Family history of gout. If other members of your family have had gout, you’re more likely to develop the disease.
- Recurrent joint pain
- Destruction of joints
- Tophi formation: deposits of urate crystals to form under the skin in nodules called tophi. Tophi can develop in several areas such as your fingers, hands, feet, elbows or Achilles tendons along the backs of your ankles. Tophi usually aren’t painful, but they can become swollen and tender during gout attacks.
- Kidney stones. Urate crystals may collect in the urinary tract of people with gout, causing kidney stones.
Medications to treat gout attacks
Drugs used to treat acute attacks and prevent future attacks include:
- Nonsteroidal anti-inflammatory drugs (NSAIDs)
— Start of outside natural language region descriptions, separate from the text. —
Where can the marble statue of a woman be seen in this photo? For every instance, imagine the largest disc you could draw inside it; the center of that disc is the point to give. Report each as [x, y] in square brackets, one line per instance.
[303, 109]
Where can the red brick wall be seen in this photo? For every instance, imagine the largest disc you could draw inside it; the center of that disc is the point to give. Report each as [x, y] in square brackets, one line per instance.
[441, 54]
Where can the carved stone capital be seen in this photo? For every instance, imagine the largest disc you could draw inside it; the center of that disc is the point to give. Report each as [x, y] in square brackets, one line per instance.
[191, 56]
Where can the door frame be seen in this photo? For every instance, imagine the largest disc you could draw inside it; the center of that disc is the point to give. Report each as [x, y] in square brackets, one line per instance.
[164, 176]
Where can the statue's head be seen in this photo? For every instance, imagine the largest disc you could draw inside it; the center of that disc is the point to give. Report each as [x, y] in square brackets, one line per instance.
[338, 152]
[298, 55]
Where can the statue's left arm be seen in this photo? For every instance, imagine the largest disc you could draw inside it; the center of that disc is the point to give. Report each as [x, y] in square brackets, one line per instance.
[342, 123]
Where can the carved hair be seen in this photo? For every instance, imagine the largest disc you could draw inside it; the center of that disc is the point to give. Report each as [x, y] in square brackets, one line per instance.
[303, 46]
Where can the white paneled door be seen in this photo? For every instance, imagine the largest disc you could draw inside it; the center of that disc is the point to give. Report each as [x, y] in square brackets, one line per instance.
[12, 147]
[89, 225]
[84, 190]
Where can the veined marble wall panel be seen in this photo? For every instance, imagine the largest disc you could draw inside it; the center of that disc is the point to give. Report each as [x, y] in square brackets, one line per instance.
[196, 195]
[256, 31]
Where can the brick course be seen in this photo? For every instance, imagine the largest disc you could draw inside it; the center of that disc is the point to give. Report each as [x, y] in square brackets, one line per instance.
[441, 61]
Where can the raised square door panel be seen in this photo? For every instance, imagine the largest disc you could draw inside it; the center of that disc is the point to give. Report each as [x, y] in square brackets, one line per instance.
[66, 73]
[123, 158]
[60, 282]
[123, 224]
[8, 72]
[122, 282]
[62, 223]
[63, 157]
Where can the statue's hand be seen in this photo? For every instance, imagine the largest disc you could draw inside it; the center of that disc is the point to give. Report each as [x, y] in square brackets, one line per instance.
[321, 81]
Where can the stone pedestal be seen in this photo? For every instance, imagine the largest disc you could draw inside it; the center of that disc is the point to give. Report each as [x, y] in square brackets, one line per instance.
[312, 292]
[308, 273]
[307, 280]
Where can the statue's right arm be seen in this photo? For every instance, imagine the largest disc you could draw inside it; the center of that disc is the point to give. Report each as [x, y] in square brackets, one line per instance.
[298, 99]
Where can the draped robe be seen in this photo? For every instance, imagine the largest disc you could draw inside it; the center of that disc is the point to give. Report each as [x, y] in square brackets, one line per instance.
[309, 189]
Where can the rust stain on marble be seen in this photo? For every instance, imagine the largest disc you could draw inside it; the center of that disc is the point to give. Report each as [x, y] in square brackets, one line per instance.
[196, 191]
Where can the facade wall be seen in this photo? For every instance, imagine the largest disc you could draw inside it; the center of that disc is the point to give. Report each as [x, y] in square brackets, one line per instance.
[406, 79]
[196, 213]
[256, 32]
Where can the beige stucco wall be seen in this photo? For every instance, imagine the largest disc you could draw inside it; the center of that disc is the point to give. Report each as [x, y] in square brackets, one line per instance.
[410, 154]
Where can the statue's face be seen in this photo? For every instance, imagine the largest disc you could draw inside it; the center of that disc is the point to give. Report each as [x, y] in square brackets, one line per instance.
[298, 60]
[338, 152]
Medications to prevent gout complications
- Medications that block uric acid production. Drugs called xanthine oxidase inhibitors, including allopurinol (Aloprim, Lopurin, Zyloprim) and febuxostat (Uloric), limit the amount of uric acid your body makes. This may lower your blood’s uric acid level and reduce your risk of gout.
- Medication that improves uric acid removal. Probenecid (Probalan) improves your kidneys’ ability to remove uric acid from your body. This may lower your uric acid levels and reduce your risk of gout, but the level of uric acid in your urine is increased. Side effects include a rash, stomach pain and kidney stones.
Surgical Treatment: Reserved for kidney stones
- Keep your fluid intake high. Stay well-hydrated, including plenty of water. Limit how many sweetened beverages you drink, especially those sweetened with high fructose corn syrup.
- Limit or avoid alcohol. Talk with your doctor about whether any amount or type of alcohol is safe for you. Recent evidence suggests that beer may be particularly likely to increase the risk of gout symptoms, especially in men.
- Get your protein from low-fat dairy products. Low-fat dairy products may actually have a protective effect against gout, so these are your best-bet protein sources.
- Limit your intake of meat, fish and poultry. A small amount may be tolerable, but pay close attention to what types — and how much — seem to cause problems for you.